Federal Court Overturns Verdict in "finestdrugs.to" Case

~2 min read | Published on 2019-08-26, tagged General-News using 434 words.

A Federal Court in Germany overturned a verdict in the case against a drug vendor with shops on the clearnet and darkweb. Due to procedural errors made during the original trial, the defendant could have his sentence of ten years in prison reduced significantly, depending on the outcome of the new trial.
In 2017, the Meiningen District Court sentenced a man from Thuringia, Germany, to ten years in prison for selling drugs over the darkweb and clearnet. Investigators found evidence that the defendant had completed more than 4,000 transactions between his clearnet vendor shop, finestdrugs.to, and his darkweb vendor accounts.
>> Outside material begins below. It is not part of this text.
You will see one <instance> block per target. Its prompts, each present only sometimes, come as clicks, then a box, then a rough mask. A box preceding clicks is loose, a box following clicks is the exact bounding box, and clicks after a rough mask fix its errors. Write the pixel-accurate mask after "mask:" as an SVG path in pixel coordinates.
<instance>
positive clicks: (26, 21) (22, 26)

The massive number of transactions appears to be the reason the Federal Court of Justice overturned the verdict; the defense argued that the Meiningen District Court could not have sufficiently examined the contents of all 4,000 packages. Some of the packages, according to the defense, would not have been in violation of the strict drug law that led to the ten-year prison sentence.[img=finestdrugs.to-drugs-91942288.jpeg]Packages of Ecstasy Pills | Copyright MDR[/img]
According to MDR, the prosecution did not know the active ingredients of some of the drugs listed on the defendant’s drug shop. Some of the products, such as “hello kitty," “hand grenades," “chiller," and “Master," had a lower concentration of active ingredients than previously known to the court. The Meiningen District Court had sentenced 33-year-old as if all 4,000 cases had fallen under the strict Narcotics Act when many of the cases would supposedly have fallen under a less serious drug law. Milder drug law violations would result in a milder sentence.
The defendant and his 19-year-old accomplice caught the attention of authorities in 2017 after they had shipped a package of drugs to the wrong address. The recipient of the package alerted the police. Investigators had no trouble identifying finestdrugs.to as the source of the shipment; the defendant had included an advertisement of his webshop in the package of drugs.[img=finestdrugs.to-43479599.jpeg]The Finestdrugs.to Defendant in Court | Copyright MDR[/img]
On the webshop and the accounts on darkweb marketplaces, the defendant had listings for “almost the entire range of illigal substances,” one news outlet reported. The shop included listings for marijuana, hashish, amphetamine, opioids, and cocaine, among many others. During the original trial, the reading of the indictment alone lasted three days and included the identity of the person(s) who had placed an order, the date of the order, quantity and type of drugs in each shipment, and the monetary value of each shipment.
The court will read the same indictment during the new trial. The date of the trial is still unknown, according to a spokesperson of the Meiningen District Court.